La llaman, sin ninguna exageración, la playa de damajuanas. Es un patio al aire libre, cubierto apenas por una malla que filtra el sol, donde hileras interminables de damajuanas —esos recipientes de vidrio grueso, capaces de contener hasta 54 litros— descansan expuestas al sol y al sereno durante meses. El efecto visual es casi hipnótico: cientos, quizás miles de vasijas verdosas alineadas hasta donde alcanza la vista, con el vino dorado asomando por el cristal, envejeciendo bajo un régimen que ninguna bodega tecnificada podría replicar. Ahí, al calor y al frío que se turnan con las estaciones, el vino desarrolla ese perfil oxidativo que después reconocería en copa.
De ahí bajamos a las galerías subterráneas, con capacidad para albergar hasta cuatro millones de litros de vino. El contraste de temperatura, el silencio, la penumbra —todo tiene ese peso de bodega centenaria que ni el vino más moderno logra desmentir.

La cata cerró el recorrido, guiada por Ruth, del staff de la bodega, que nos acompañó con una atención que se agradece —de esas personas que conocen cada etiqueta como si fuera propia y saben exactamente cuándo dejar hablar al vino y cuándo contar la historia detrás. Fue ahí, con ella, donde el catálogo de la casa se reveló en toda su amplitud. Empezamos con el Finca Valdemoya Frizzante Verdejo, fresco y novedoso, una de las etiquetas más jóvenes de la casa y un contraste ligero antes de lo que vendría después. Le siguió el De Alberto Verdejo 100% fermentado en barrica, un vino rico y untuoso, con estructura suficiente para acompañar platos especiados o de caza —de esos Verdejos que rompen con la idea de que esta uva solo sirve para vinos ligeros de verano.
Pero el final de la cata fue el que de verdad justificó el viaje: el De Alberto Dorado Dulce, Verdejo 100% D.O. Rueda, con crianza oxidativa en las mismas damajuanas de cristal que había visto minutos antes, y un envejecimiento posterior de al menos dos años en botas de roble. Color oro viejo brillante, casi como el de un oloroso andaluz, y en boca una expresión dominada por vainilla, frutos secos y pasas. Fue la prueba líquida de todo lo que habíamos recorrido: ese patio bañado de sol convertido, meses después, en copa.

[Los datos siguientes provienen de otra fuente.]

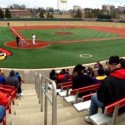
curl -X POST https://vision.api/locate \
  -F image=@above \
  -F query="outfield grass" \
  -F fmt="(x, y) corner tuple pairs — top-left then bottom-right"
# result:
(0, 28), (125, 69)
(20, 28), (119, 42)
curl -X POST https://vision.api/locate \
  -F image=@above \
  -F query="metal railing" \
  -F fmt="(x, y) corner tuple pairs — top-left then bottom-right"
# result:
(35, 73), (57, 125)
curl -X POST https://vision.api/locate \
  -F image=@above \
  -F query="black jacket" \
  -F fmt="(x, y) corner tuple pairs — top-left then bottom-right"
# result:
(97, 69), (125, 112)
(72, 74), (93, 97)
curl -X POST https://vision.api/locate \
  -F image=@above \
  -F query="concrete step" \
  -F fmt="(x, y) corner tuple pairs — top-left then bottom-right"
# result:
(58, 116), (90, 125)
(11, 112), (43, 125)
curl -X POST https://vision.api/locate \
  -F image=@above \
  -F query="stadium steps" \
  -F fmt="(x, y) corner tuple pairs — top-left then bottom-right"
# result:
(7, 84), (91, 125)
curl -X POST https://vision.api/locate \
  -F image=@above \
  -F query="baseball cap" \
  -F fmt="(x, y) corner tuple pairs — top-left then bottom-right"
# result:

Salí de Serrada con la certeza de que Rueda no se agota en los Verdejos jóvenes y frescos que uno asocia casi automáticamente con la denominación. Hay, escondida en un pueblo pequeño, una bodega que lleva 350 años demostrando que el tiempo, el sol y un poco de terquedad familiar también hacen vino. Y hay algo particularmente honesto en un proceso que no se puede acelerar ni fingir: la damajuana no negocia con el calendario, y el resultado —ese Dorado Dulce que probé al cierre de la visita— es prueba de que a veces la mejor tecnología es simplemente dejar que el tiempo haga su trabajo. Ruth lo resumió mejor que cualquier ficha técnica cuando, señalando las hileras de vidrio bajo el sol de Castilla, dijo que ahí afuera no hay nada que controlar: solo hay que esperar.